2. Pick particles with crYOLO#
This example covers crYOLO Tutorial 2, using particle picks from CryoSPARC as training data. The crYOLO GUI is not required for this tutorial.
To run this notebook, set up a conda environment as directed in the Running Example Notebooks instructions (be sure to run the optional crYOLO installation commands).
2.1. Prelude#
Connect to a cryoSPARC instance with cryosparc.tools.CryoSPARC
and get the project handle.
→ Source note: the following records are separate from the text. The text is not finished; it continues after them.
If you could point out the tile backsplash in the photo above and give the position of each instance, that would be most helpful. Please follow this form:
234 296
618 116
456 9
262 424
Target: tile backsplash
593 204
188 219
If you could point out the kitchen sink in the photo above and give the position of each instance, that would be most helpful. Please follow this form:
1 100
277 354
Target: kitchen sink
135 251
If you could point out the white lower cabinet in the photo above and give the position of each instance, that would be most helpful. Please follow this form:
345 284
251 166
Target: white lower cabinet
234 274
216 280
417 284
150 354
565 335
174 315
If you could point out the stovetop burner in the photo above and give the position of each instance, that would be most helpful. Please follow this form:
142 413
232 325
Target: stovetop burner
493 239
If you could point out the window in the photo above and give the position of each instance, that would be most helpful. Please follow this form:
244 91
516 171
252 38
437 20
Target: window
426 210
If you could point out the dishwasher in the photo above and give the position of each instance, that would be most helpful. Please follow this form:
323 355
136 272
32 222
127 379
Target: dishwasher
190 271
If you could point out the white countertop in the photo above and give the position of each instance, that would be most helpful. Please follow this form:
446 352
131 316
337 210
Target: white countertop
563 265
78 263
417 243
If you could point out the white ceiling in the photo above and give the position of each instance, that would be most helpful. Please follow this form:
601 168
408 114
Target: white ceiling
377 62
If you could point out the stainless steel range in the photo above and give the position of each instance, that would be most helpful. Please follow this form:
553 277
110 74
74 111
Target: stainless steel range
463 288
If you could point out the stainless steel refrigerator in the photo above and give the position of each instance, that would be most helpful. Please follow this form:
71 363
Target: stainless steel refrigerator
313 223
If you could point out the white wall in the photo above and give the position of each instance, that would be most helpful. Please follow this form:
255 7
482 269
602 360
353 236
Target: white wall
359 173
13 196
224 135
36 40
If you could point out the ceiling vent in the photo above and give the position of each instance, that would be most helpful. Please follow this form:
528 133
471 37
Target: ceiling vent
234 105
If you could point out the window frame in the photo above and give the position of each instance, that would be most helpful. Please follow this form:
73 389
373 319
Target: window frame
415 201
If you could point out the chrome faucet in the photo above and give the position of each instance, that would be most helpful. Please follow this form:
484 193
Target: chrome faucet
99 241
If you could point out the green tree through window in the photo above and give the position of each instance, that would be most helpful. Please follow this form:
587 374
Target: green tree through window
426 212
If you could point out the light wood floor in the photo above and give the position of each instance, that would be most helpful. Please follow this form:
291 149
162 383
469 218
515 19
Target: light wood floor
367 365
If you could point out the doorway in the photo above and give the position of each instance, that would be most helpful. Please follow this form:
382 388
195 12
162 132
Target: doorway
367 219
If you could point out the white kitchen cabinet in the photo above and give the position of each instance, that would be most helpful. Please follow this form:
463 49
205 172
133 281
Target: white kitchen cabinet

This project contains a workspace W3
with the following jobs:
Patch CTF with 20 motion-corrected and CTF-estimated micrographs
Exposures Sets tool that splits micrographs into 5 for training/validation and 15 for picking from the trained model
Manual Picker that picks 5 training micrographs to completion
Note
Saving crYOLO outputs to the CryoSPARC project directory requires file-system access to the project directory.
from cryosparc.tools import CryoSPARC
cs = CryoSPARC(host="cryoem0.sbi", base_port=40000)
assert cs.test_connection()
project = cs.find_project("P251")
Connection succeeded to CryoSPARC command_core at http://cryoem0.sbi:40002
Connection succeeded to CryoSPARC command_vis at http://cryoem0.sbi:40003
Connection succeeded to CryoSPARC command_rtp at http://cryoem0.sbi:40005
Programatically create and build a new external job. This job will contain the results of both training and picking for the remaining micrographs.
Use the job.connect
function to connect the training picks, training micrographs and remaining micrographs as inputs. This function has the following signature:
connect(
target_input: str,
source_job_uid: str,
source_output: str,
slots: list[SlotSpec] = [],
title: str = "",
desc: str = "",
)
Where,
target_input
is the name of the input to create on the new job, e.g.,"train_particles"
source_job_uid
is the unique ID of the parent job to connect for this input, e.g.,"J42"
source_output
is the name of the output on the parent jobslots
(optional) is a list of required results in the parent output.
Specify micrograph_blob
as slots for the micrographs to retrieve the motion-corrected micrograph path. Other micrograph slots will be connected as passthroughs. Specify the location
slot to retrieve the \((x, y)\) coordinates for each particle in their original micrograph.
Create an output slots for the resulting picks. It must inlude location
and
pick_stats
slots
job = project.create_external_job("W3", title="crYOLO Picks")
job.connect("train_micrographs", "J18", "split_0", slots=["micrograph_blob"])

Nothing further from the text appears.